Oldest Honda plant shifts to meeting green demand

SAYAMA, Japan — Honda has adjusted production as global demand shifts to small and greener models, turning its oldest Japanese plant into an assembly line for the Fit subcompact for the U.S. market.
But the Saitama plant, which employs 5,500 people, is also showing signs of hard times - running just a single shift instead of the previous two shifts, halving overall plant production to 1,100 vehicles a day.
The Honda Motor Co. factory, shown to reporters Wednesday, used to mostly make bigger models like the Odyssey minivan and Accord sedan.
The plant, which opened in 1964 in this Tokyo suburb, has successfully responded to shifting consumer tastes, as the recent rise in gas prices and concerns about global warming make smaller models like the Fit more in demand, according to Honda.
It began mass-producing the Fit for U.S. export in April, transferring some of that production from another Japanese plant, in Suzuka, central Japan, which is too busy these days churning out the hit Insight hybrid.
Tomonori Arai, a general manager, said Honda was able to efficiently move production because it has standardized robotics parts and other assembly procedures.
The efforts to unify assembly line methods also make it easier to start making cars at new plants, including those abroad. But there are no plans so far to start making the Fit in the U.S., Arai said.

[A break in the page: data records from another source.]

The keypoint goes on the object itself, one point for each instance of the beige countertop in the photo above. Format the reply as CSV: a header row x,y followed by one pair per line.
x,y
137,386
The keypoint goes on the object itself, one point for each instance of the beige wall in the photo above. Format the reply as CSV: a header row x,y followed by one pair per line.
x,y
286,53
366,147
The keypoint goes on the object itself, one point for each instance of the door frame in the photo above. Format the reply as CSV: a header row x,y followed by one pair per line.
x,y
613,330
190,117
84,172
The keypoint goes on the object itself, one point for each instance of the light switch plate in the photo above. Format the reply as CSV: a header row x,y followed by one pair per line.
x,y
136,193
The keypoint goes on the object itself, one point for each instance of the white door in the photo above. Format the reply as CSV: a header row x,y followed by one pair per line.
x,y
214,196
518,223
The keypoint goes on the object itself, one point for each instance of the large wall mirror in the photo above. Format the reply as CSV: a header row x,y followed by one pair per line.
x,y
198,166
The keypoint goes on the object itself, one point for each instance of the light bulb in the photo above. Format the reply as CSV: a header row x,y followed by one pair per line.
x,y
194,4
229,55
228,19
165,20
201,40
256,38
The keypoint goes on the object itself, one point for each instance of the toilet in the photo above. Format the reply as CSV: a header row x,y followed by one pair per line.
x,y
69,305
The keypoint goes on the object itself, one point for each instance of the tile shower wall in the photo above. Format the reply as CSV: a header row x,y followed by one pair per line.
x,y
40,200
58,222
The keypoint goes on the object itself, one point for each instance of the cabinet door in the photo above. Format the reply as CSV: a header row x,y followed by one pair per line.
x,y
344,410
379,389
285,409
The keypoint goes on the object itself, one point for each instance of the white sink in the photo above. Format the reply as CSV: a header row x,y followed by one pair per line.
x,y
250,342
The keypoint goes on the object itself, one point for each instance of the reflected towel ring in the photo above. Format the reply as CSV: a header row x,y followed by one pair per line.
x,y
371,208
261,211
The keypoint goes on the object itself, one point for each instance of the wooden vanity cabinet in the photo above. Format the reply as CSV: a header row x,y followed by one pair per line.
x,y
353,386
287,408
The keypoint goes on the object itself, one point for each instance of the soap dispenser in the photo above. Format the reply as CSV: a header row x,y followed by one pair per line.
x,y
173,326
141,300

Before such efforts, which began several years ago, it required more than seven months to launch a new product at Saitama. Today, it was able to start Fit production in just three months.

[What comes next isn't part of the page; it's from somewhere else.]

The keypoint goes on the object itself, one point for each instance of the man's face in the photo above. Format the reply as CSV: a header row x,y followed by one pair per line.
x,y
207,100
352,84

That underlines ongoing efforts at Japanese automakers to cut costs and stay nimble as this nation's top industry gets hammered by the global downturn, especially the slump in the critical North American market.
During a tour of the plant, Honda demonstrated how the same line was able to produce different models smoothly.
It also showed how robotics parts on big swinging arms got changed automatically in a matter of minutes, so that the same line could switch from putting together a Freed hatchback to an Odyssey.
Other automakers, including Japanese rival Toyota Motor Corp., boast flexible production methods and are shifting to smaller models and hybrids.
Honda, with its strength in small models, stayed in the black for the fiscal year ended March 31, and has fared relatively better than Toyota, which sank to its worst yearly loss.
Still, before the financial crisis, the Saitama plant used to have two worker shifts for each of its two assembly lines, keeping the plant running from early in the morning until near midnight.
Now, it is down to one daytime shift.
The plant has enough workers for two shifts, but global demand would have to pick up significantly, boosting needs per line by about 350 vehicles a day to revert to two shifts, Arai said.
"I wish I knew when this could happen," he said. "We have no plans now to return to two shifts."